Back then I was a “fixer.” Not in the great sense of putting work into a relationship to make it more beautiful, but instead forcing myself to believe that everything in our relationship would be fixed once our circumstances changed. News flash: Anyone who has seen He’s Just Not That Into You should absolutely know they are never the exception to the rule. This is just something we tell ourselves when we are terrified to leave a bad situation.


Things got so bad that I finally had the thought that at least whenever I eventually had children I would have some sweet little companions who would actually want to spend time with me.

Ugh. I cringe so hard just writing all of this.

What does this have to do with my relationship with this individual? Why in the world wouldn’t I want both a great husband and wonderful kids? You don’t have to choose just one. How would something as difficult as adding little human beings that you have to raise and take care of every single day help make a relationship any better? If anything it can definitely be a (rewarding) strain on a relationship; not something that will glue it back together.

Sometimes relationships that are broken aren’t meant to be fixed. If you haven’t made a lifelong commitment to an individual it doesn’t matter how long you’ve been dating; you don’t owe them an unlimited amount of time to try and fix things. There might be a very important reason your relationship is so broken — you just aren’t meant for each other.

Now that my head is clear and I’ve learned some very valuable life lessons, I realize that trying to fix someone into being your “perfect match” is a terrible way to live life. If they don’t understand your love language or make you feel cared for, find someone else who will. If your partner doesn’t want to spend time with you or blames everything that is difficult in life on you, find someone who will hold your hand and help you through the rough patches, rather than throw his hands up and complain about them. You deserve to be with someone who knows your worth, and shouldn’t have to fight for someone you care about to love you back.

Today’s lesson: If you feel trapped dating someone, he probably isn’t the right person for you. A relationship is healthy if there are a few disagreements here and there — that’s what makes it real — but your love life shouldn’t be a battlefield. It should be a place you feel safe, secure, and comfortable in, rather than on anxious and on edge.

*Whoever the heck “they” is.

10 thoughts on “Don’t Be A “Fixer”

    1. I think so many people are and we don’t try to be, but it’s almost harder sometimes to sit back and watch how things go naturally than trying to make them be what we want them to be. It’s taken a lot of work (And I’m still working on it!), but I’m finally accepting people as who they are, and fitting them into my life after seeing their true colors, rather than trying to fit them into my life. If that makes sense!

      Liked by 2 people

    1. I totallyyyy understand that. I used to be miserable trying so hard to make my ex happy, and it still never seemed to work. I think sometimes you do have the power to help change things for the better, but when it’s about changing someone else it gets a lot more complicated. It’s been so hard and taken a LOT of work, but I’m finally able to take a step back and see who people really are instead of trying to make them something that fits the mold I want them to.

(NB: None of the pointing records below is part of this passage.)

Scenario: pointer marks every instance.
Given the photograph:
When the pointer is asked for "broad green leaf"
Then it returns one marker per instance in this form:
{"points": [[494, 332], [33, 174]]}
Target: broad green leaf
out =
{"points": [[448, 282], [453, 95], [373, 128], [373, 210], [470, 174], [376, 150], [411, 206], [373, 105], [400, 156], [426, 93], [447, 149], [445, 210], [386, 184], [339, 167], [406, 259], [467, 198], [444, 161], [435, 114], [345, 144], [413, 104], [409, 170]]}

  1. Hello, I have daughters your age and they are both in a good place with partners. I’ve always tried to help them see that happiness is not dependent upon circumstances, it comes from having a heart at peace, being with someone who has the same values as you, who accepts you as you are and appreciates those unique qualities that only you have, someone who raises you up . If these are not present, then why be in a relationship at all? Surrendering to God and asking Him to intervene can lead you to the right person. My daughters have come around to that way of thinking.

    Liked by 1 person

    1. That is such wise advice, and makes for a much happier relationship. I agree with you completely! I’m so happy to hear your daughters are both happy and that they have already learned this lesson. It is so amazing to see other young people in secure relationships.

      Liked by 1 person

  2. I am a 110% fixer. I don’t try and fix the other person, but instead I fix myself to better fit into the situation. Love is blind….the breaking up part is the hardest….. What made you finely do it? The breaking up and or leaving the relationship???